Jay watched his New York neighbourhood change. Chains moved in. Influencers posted about places that had funding and were aesthetic. The old spots, the family ones, got left behind. His videos are about that gap. The erosion of local culture by money and aesthetics.
"Big chains and VC-funded businesses are promoted at the expense of local ones," he said. His content doesn't just roast influencers. It promotes other small food makers who can't afford to play the game. He positions Daadi as a defender of something real against something plastic.
And it's working. Not just philosophically. Financially. The videos drive traffic. People click through, try the popcorn, come back. The company can't keep stock. That's the proof.
Daadi popcorn features authentic Gujarat flavours like Sweet Chai and Spicy Masala, all vegan and gluten-free Daadi Snacks
The blowback
People unfollow because they think he's too harsh. Jay's take: "I would argue I need to be meaner."
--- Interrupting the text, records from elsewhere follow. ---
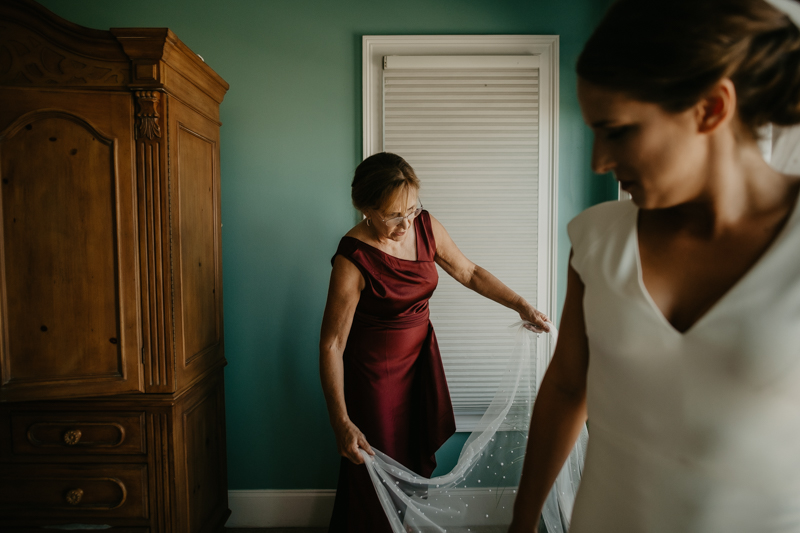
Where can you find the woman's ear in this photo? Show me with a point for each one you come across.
(717, 107)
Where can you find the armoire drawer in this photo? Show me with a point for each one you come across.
(71, 492)
(78, 433)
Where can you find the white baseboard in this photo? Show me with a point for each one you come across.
(312, 508)
(280, 508)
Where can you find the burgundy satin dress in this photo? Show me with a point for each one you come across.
(394, 382)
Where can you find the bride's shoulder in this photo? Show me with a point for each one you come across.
(605, 214)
In May, he posted that he's not chasing content creation money like most people at his follower count. "I post to speak my mind and help my family's snack biz." That's a different model. Most brands pay influencers to make everything look perfect. They chase viral polish, and Jay does the opposite. In fact, he weaponises rawness and treats criticism like a product feature.
The internet mostly backs him. Reddit threads light up with support. One commenter was "toxic influencers choking on their matcha lattes searching their Balenciaga bags." Another: "Influencers are boring and unoriginal and can get bent." The anger is shared. Jay simply gave it a microphone and a snack to buy.
Jay's success says something about where things are going. People are done with curated perfection. They can smell the artificiality now. They respond to brands that feel like humans rather than committees. Daadi doesn't sell aspiration. Doesn't sell a lifestyle. Sells popcorn and a point of view.
The quality matters, including the spices, the sourcing, and the family behind it. But the edge matters too. He’s not afraid to say what most brands tiptoe around. “We just show who we are,” Jay says. “No pretending, no gloss. People can feel that and that’s when they reach for the popcorn.”
Most small businesses can't afford to play the traditional game. Can't pay influencers. Can't hire agencies. Can't fake their way into feeds. Maybe they don't need to. Maybe honesty and humour can cut through if they're sharp enough. If the product backs it up. If the story is real and the person telling it isn't trying to sound like a PR script.
This started with a list Jay didn't use. The business took off the moment he stopped trying to play by the usual rules and started speaking his mind. Turns out, honesty sells. And yes, the popcorn really does taste good.
Daadi Snacks merch dropInstagram/daadisnacks
The question is whether this scales. Whether other small businesses watch this and realise they don't need to beg for attention from people who don't care. Right now, Daadi keeps selling out. People keep watching. The grandmother's recipe that was supposed to need influencer approval is doing fine without it. Better than fine. Turns out the most effective marketing strategy might just be giving a damn and not being afraid to show it.